Brain-derived neurotrophic factor (BDNF) and serotonin (5-hydroxytryptamine, 5-HT) are known to regulate synaptic plasticity, neurogenesis and neuronal survival in the adult brain. These two signals co-regulate one another such that 5-HT stimulates the expression of BDNF, and BDNF enhances the growth and survival of 5-HT neurons. Impaired 5-HT and BDNF signaling is central to depression and anxiety disorders, but could
also play important roles in the pathogenesis of several age-related disorders, including insulin resistance syndrome, Alzheimer’s disease and Huntington’s disease.
Enhancement of BDNF signaling may be a key mechanism whereby cognitive stimulation, exercise, dietary restriction and antidepressant drugs preserve brain function during aging. Behavioral and pharmacological manipulations that enhance 5-HT and BDNF signaling
could help promote healthy brain aging. [...]

By promoting neurogenesis,
synaptic plasticity and cell survival, BDNF plays a pivotal
role in the development and plasticity of the brain. During
development of the cerebral cortex and hippocampus,
BDNF induces the differentiation of neural stem cells into
neurons and promotes the survival of newly generated
neurons [1–3]. BDNF signaling at synapses enhances
long-term potentiation (LTP), a process of synaptic
strengthening associated with learning and memory;
the effect of BDNF on LTP is apparently mediated by
cAMP-response-element-binding protein (CREB), which
regulates the expression of genes involved in LTP and
memory formation [4]. Levels of BDNF are increased in
the hippocampus of rats during and after performance
of a spatial learning task (a radial-arm maze), and both
acquisition and maintenance of spatial memory are
impaired when BDNF levels are decreased using antisense
methods [5]. In rats that had previously acquired
spatial memory by extensive training, suppression of
BDNF expression impaired both reference and working
memory [5]. Another study showed that mice lacking one
copy of the BDNF gene exhibit impaired spatial learning
in the Morris water maze [6]. BDNF also plays an important
role in preventing death of neurons during development,
and promotes cell survival during stressful conditions
such as ischemia and trauma in the adult brain [7]. [...]

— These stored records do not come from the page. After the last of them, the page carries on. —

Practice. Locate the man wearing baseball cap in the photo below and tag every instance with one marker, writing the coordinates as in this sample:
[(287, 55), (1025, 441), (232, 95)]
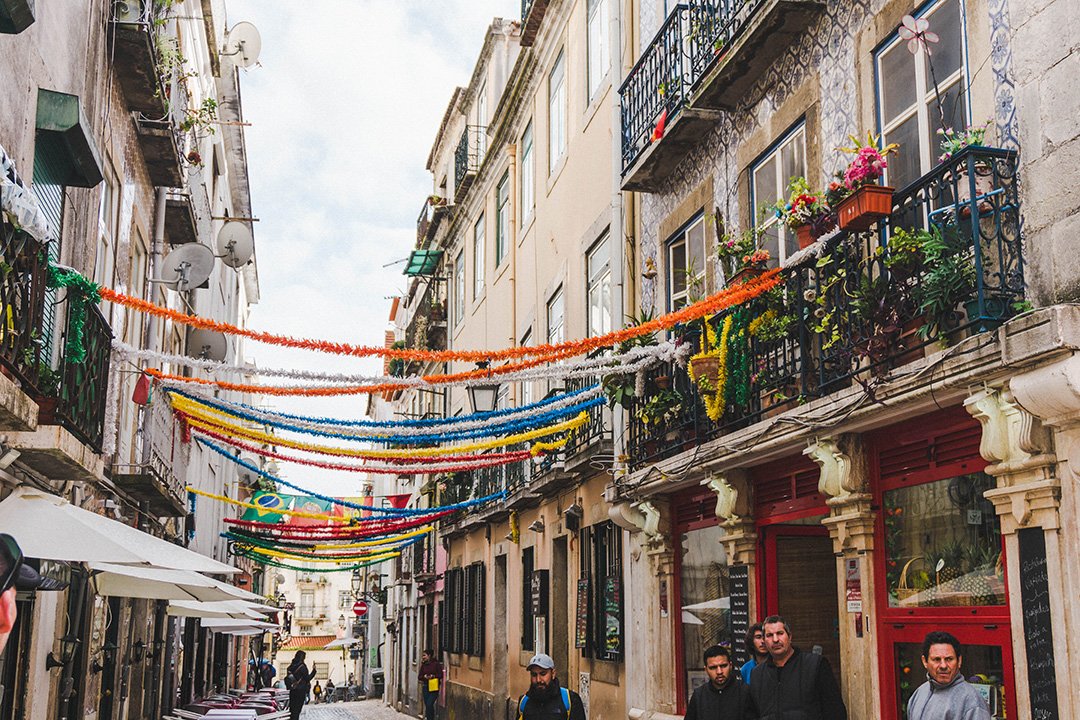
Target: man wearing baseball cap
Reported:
[(547, 700)]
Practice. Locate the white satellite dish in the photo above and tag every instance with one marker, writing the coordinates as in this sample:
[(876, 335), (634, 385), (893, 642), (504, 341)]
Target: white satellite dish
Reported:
[(207, 344), (243, 44), (235, 243), (187, 267)]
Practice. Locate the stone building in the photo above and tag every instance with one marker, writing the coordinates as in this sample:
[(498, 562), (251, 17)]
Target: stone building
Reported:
[(122, 141)]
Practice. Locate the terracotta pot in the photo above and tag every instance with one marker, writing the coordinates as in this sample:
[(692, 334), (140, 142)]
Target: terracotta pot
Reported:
[(864, 207), (805, 235)]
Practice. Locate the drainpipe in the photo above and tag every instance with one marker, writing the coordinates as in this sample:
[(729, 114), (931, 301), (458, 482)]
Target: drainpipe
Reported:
[(516, 213), (150, 335)]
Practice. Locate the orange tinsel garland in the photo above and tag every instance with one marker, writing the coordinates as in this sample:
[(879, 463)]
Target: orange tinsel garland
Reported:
[(712, 304)]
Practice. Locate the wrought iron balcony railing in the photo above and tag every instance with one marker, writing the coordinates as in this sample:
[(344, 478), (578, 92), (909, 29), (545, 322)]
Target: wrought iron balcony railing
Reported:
[(468, 159), (945, 265), (22, 303)]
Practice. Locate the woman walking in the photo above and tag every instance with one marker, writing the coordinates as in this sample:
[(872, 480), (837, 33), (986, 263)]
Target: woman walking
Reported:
[(298, 680)]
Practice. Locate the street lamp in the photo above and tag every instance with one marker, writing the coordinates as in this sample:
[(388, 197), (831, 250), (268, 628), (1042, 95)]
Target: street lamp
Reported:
[(483, 396)]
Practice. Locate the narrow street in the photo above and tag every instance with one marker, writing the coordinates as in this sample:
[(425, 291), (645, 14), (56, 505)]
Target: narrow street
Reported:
[(366, 709)]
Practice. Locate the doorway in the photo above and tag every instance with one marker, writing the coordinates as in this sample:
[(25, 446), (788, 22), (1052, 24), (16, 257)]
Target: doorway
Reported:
[(799, 585)]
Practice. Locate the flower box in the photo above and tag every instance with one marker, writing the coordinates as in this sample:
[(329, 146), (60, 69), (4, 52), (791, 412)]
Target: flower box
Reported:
[(864, 207)]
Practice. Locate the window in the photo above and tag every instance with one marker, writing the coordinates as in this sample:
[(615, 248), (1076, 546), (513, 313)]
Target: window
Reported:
[(528, 176), (459, 287), (597, 39), (769, 179), (501, 219), (527, 636), (478, 231), (556, 112), (601, 588), (686, 265), (598, 286), (907, 105), (555, 317)]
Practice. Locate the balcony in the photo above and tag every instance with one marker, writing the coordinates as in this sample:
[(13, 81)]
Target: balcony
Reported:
[(704, 58), (427, 327), (67, 443), (872, 303), (431, 215), (467, 160), (532, 12), (22, 302), (135, 26), (157, 481)]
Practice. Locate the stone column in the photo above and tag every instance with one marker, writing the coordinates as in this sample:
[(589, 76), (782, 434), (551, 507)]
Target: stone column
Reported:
[(845, 481), (1036, 487)]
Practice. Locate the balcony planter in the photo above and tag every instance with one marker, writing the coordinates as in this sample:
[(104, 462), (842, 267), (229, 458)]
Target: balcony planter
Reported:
[(864, 207)]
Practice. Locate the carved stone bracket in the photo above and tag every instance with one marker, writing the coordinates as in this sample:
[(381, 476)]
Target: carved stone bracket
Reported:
[(851, 522)]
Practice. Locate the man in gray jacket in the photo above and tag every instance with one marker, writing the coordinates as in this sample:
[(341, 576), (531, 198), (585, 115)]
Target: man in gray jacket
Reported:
[(945, 695)]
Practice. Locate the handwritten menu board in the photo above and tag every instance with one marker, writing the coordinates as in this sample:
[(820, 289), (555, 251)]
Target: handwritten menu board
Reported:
[(581, 626), (1038, 632), (739, 592)]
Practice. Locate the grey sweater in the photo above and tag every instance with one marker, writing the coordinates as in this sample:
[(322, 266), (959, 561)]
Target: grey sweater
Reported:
[(957, 701)]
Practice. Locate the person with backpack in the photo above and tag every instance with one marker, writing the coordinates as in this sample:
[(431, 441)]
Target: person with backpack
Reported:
[(298, 681), (793, 684), (547, 700)]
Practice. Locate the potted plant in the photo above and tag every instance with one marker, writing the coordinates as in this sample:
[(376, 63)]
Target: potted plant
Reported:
[(806, 212), (859, 200)]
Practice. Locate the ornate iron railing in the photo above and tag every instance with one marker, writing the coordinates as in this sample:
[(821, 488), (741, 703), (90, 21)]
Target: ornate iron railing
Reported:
[(80, 406), (22, 303), (861, 309), (659, 81)]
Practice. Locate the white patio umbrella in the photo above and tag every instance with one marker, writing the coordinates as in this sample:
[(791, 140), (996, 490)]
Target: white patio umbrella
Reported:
[(51, 528)]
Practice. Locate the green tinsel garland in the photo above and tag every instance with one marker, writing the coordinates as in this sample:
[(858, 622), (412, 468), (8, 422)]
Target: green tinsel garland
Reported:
[(82, 293)]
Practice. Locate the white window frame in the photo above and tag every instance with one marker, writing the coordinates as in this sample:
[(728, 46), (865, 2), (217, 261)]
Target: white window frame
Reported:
[(502, 219), (528, 175), (480, 229), (459, 287), (598, 287), (768, 221), (925, 106), (597, 52), (677, 300), (556, 112)]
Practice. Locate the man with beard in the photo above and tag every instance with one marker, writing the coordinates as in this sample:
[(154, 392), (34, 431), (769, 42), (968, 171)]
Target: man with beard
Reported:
[(547, 700), (724, 696)]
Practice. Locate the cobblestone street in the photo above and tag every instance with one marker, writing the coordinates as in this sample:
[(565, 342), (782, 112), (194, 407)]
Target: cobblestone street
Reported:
[(367, 709)]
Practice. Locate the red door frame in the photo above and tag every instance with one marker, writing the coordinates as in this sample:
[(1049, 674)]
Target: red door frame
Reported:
[(971, 625)]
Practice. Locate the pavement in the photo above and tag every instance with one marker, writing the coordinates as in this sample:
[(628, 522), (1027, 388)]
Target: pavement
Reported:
[(365, 709)]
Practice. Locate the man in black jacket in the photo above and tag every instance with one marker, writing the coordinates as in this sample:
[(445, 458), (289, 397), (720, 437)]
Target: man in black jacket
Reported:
[(545, 700), (724, 696), (793, 684)]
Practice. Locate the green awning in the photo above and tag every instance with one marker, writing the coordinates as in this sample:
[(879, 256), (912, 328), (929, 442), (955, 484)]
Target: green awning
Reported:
[(422, 262), (15, 15), (61, 113)]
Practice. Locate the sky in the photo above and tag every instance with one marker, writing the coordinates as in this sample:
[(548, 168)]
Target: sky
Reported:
[(345, 105)]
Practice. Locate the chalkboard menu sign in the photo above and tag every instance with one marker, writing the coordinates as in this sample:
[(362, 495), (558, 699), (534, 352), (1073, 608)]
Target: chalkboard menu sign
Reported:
[(1038, 632), (581, 626), (739, 594)]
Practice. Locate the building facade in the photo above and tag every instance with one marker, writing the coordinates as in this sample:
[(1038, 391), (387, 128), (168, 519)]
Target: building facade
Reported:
[(122, 141)]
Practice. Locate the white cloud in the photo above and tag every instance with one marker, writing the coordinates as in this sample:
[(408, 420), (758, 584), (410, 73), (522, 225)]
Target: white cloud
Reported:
[(345, 109)]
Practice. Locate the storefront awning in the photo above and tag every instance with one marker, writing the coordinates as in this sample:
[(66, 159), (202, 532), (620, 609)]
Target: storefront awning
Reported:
[(131, 581), (51, 528)]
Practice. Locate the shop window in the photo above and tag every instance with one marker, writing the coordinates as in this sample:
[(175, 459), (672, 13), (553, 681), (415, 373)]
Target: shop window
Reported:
[(943, 544), (598, 627)]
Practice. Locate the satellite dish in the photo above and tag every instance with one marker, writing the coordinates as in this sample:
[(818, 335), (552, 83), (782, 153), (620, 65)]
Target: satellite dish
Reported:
[(243, 44), (235, 244), (207, 344), (187, 267)]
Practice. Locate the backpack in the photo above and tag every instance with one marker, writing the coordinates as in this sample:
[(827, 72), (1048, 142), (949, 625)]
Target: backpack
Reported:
[(566, 703)]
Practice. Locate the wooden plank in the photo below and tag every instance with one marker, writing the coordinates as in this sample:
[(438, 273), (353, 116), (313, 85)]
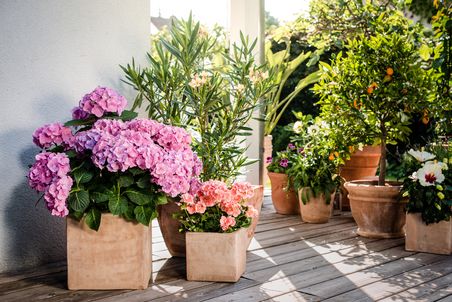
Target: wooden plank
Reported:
[(426, 292), (333, 287), (396, 284), (306, 276)]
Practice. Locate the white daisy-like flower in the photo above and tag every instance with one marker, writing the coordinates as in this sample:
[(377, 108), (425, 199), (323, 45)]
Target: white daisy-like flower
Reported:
[(421, 156), (430, 174)]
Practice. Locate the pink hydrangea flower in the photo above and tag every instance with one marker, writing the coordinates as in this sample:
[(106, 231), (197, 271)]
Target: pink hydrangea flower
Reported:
[(57, 195), (102, 100), (226, 222), (53, 135), (47, 167)]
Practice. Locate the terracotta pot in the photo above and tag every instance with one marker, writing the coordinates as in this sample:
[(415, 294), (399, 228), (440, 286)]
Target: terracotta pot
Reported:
[(117, 256), (377, 209), (432, 238), (256, 202), (217, 257), (361, 165), (285, 202), (174, 240), (315, 210), (268, 150)]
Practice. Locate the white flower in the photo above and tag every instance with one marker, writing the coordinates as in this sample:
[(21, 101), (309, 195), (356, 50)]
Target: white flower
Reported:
[(430, 174), (298, 127), (421, 156)]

[A]ctivation of 5-HT1A receptors can impair learning and
memory whereas 5-HT2A and 5-HT2C receptors facilitate
memory formation [10]. [...]

5-HT can
also promote the survival of neurons in the adult brain, as
demonstrated by the abilities of a 5-HT receptor agonist
and SSRI to protect neurons against excitotoxic and
ischemic injury in animal models [12,13]. There are therefore
several commonalities of function in the CNS for
BDNF and 5-HT in terms of their effects on synaptic
plasticity, neurogenesis and cell survival. [...]

Conversely, BDNF
can stimulate the growth and sprouting of 5-HT neuron
axons innervating the cerebral cortex, thereby presumably
increasing the number of 5-HT synapses in this brain
region [14]. (via: pdf.)


Neural Plasticity and “Training” The Aging Brain


How to Train the Aging Brain – An article on neural plasticity from NY Times – “While it’s tempting to focus on the flaws in older brains, that inducement overlooks how capable they’ve become. Over the past several years, scientists have looked deeper into how brains age and confirmed that they continue to develop through and beyond middle age. [...] The brain, as it traverses middle age, gets better at recognizing the central idea, the big picture. If kept in good shape, the brain can continue to build pathways that help its owner recognize patterns and, as a consequence, see significance and even solutions much faster. [...] With a brain already full of well-connected pathways, adult learners should “jiggle their synapses a bit” by confronting thoughts that are contrary to their own. Teaching new facts should not be the focus of adult education. Instead, continued brain development and a richer form of learning may require that you “bump up against people and ideas” that are different.”

I’d argue that memorization of disconnected facts shouldn’t be the focus of youthful education pursuits, either.